Q: When you talked to me about dying and death, you showed me how to hold it lightly. With having cancer, I can do that except when I don’t – which is often – especially when there’s physical discomfort. Holding what’s there lightly can open me to a lightness of being. Often at night I listen to your audio tape Let Cancer Kiss You. It’s really helpful because you’re saying to be intimate with it and not fight it. Could you talk about the gift of cancer for me, for what I am?
John: Having cancer directly addresses your experience in your body, in your self. It directly addresses your person. Cancer exposes the instability in your seen forms. It exposes the fragility of form and your relationship to your self in form.
The gift of that is that if you are, in the midst of that, anywhere near your heart, with any little bit of equanimity of being, with any little bit of openness, you draw from the deep within. Your usual experience of your body, of your self, doesn’t tell you that you need the deep within.

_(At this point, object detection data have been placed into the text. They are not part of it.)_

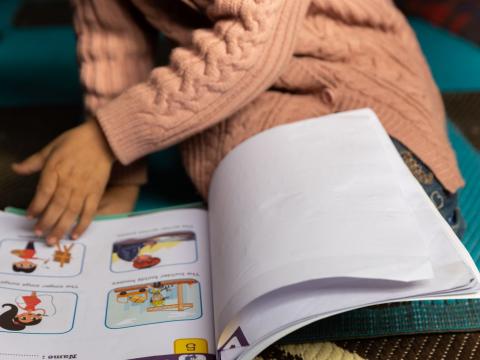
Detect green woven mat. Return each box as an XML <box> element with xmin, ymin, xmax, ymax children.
<box><xmin>280</xmin><ymin>124</ymin><xmax>480</xmax><ymax>344</ymax></box>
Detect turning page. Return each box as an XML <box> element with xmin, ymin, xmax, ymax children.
<box><xmin>0</xmin><ymin>209</ymin><xmax>216</xmax><ymax>360</ymax></box>
<box><xmin>209</xmin><ymin>109</ymin><xmax>479</xmax><ymax>359</ymax></box>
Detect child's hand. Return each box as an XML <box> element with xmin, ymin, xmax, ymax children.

Your usual experience tells you that you need something other than the deep within: that you need to address your likes and your dislikes, that you need to give attention to what is favourable and unfavourable.
Cancer is a dear messenger in that it circumvents your usual processes. It directly addresses your mortality, which the usual of your life doesn’t. It’s an unusual kind of pressure on your self that pushes hard, inviting you to see a little differently, instead of scrambling to protect what’s familiar to you, predictable in you. You open to think and to feel differently. Anywhere where you have been too busy or occupied to know more deeply, cancer invites you to know and to see more deeply. It moves you to draw from within instead of drawing from everything that’s threatened, instead of drawing from anything that offers promise.
Cancer offers you a corner to be pressured into where it’s inviting for you to realize that you are free to open, and this opening is what you are. Cancer helps you to see by putting unusual pressure on the surface. So, seen from within the quietude of your heart, cancer is like a kiss. The lightness of being in having cancer is from within your realization that cancer really has nothing to do with you.
A little bit deeper, and all that cancer really challenges is not your experience. It challenges your beliefs. It makes manifest that the power that you’ve given to your beliefs doesn’t hold true to you. Without your beliefs, you don’t know that there is anything wrong with cancer. Holding cancer in doubt, denial or disdain, if there’s any of that, that’s really just you fighting for your beliefs. Any measure of resistance or a fight just brings your belief structure to the surface, where you are then invited to let it all go. What remains is you, at home: you, all cleaned within, cleaned of anything that you’ve been carrying.
Sweetly agree with your mortality, and your immortality, all uncovered, shines, and you start to see it in everything. You might even take a midnight flight when you’re already starting to disappear into the deep.
Q: (laughing) What do you mean?
John: The midnight flight of …
Q: The other side? You make death or dying sound so attractive, so welcoming, but why does it feel like I’m leaving something behind?
John: You are. Just like getting on a flight. You are leaving something, and you are going somewhere.
Q: It’s just that you don’t know what’s ahead.
John: There are resonances of it. Death is the trippiest time of your life! You don’t want to miss it.
Q: (laughs) Yeah, I love what you say. Everything’s more immediate and you can’t be bothered with what’s superfluous, but as the cancer takes over there seems to be a self body that identification is held in. Is it like that?
John: That’s what’s challenged and being addressed, but what answers that is your inner flow body – your being.
Q: Then, it’s like: What cancer?! It answers that sticky identification and the denseness of seventy-five years of holdings in the body. It can be dissolved, opened to. I feel so lucky to have you holding my hand.
John: Seeing you off on your plane. How beautiful! Oh, there she goes!
Q: Well, I’m not dead yet. I love it when you say that to people.
John: There’s no rush to get there.
Q: Right! No, I’m not in a rush!
John: And for the life of you, you wouldn’t want to miss it. If you see death for what it really is, in greater perspective, from something of the bigger picture, then your death rests in your heart as a warm goldenness throughout all of your life.
Q: That’s so lovely. Thank you, John
John: See you later – for sure here or there.